If there are automated tests they must be run and passed before the incident can be declared over. In the case of a Level 1 incident it is NOT acceptable to fix a problem and either not write an automated test for it or to delay the testing until later. The issue is too severe to cross our fingers and hope we haven't broken anything.

It is understood that there are cases where it is simply not possible to write an automated test for the afflicted system(s) OR that the changes were so sweeping that writing comprehensive tests would delay releasing the fix. In the latter case the fix should be released, and assuming all other tests pass, the severity should be dropped, to Level 2. The incident will remain open until the tests have been written and the new changes have passed.

Ending an Incident

  1. Execute the test plan (see above) in a staging environment.
  2. Deploy the changes to the production environment.
  3. Execute the test plan again in production, skipping any tests that might harm customer data.
  4. Update the Observers.
  5. Confirm that the Observers are satisfied and that the workers can be released.
  6. Thank everyone and officially declare the incident over in the chat room
  7. Officially declare the incident over in the Conference call.
  8. Release the workers and anyone else.
  9. Begin writing up the Post-Mortem OR if you need a break, write up some notes about the key points that must not be forgotten when you come back to work and start writing it up.
  10. Celebrate. You deserve it.

Post-Mortem

Once the incident has been addressed it is the manager's top priority to provide a post-mortem.
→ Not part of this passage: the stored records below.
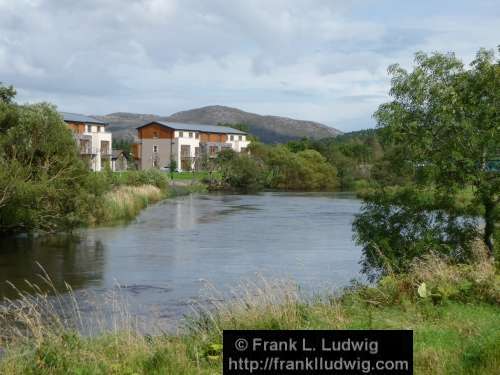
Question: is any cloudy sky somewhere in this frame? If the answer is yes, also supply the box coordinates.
[0,0,500,131]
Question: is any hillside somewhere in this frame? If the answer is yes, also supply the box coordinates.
[94,106,342,143]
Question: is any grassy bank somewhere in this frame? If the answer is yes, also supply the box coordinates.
[88,170,205,225]
[0,257,500,374]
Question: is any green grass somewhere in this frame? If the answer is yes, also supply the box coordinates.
[167,171,209,180]
[0,258,500,375]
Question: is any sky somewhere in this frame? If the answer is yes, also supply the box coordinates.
[0,0,500,131]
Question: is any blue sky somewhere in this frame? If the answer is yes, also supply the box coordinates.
[0,0,500,131]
If the incident concludes after-hours this can wait until the next day. Schedule a meeting with the observers and PR Manager as soon as possible once the post-mortem is ready. Do not wait for an open conference room. People who actively participated in the project may be invited to go over the post-mortem but their presence is not required.

Post-Post-Mortem

In addition to the standard tasks covered in our Post-Mortem documentation the PR Manager has two remaining tasks:

  1. summarize what happened, how it was addressed, and what steps are being taken to prevent it from happening again.
  2. communicate this information to all customers (not just the ones directly affected by the incident).

Notes

The manager is typically familiar with the problem domain and will want to contribute and see what they can figure out about the problem. That's fine, but doing so must be secondary to the management of the incident, and they must not attempt to fix the problem themselves.

Stay out of the way of the workers. If you do find some valuable clue, pass it on and let them deal with it. Don't let yourself get caught up in attempting to fix the problem.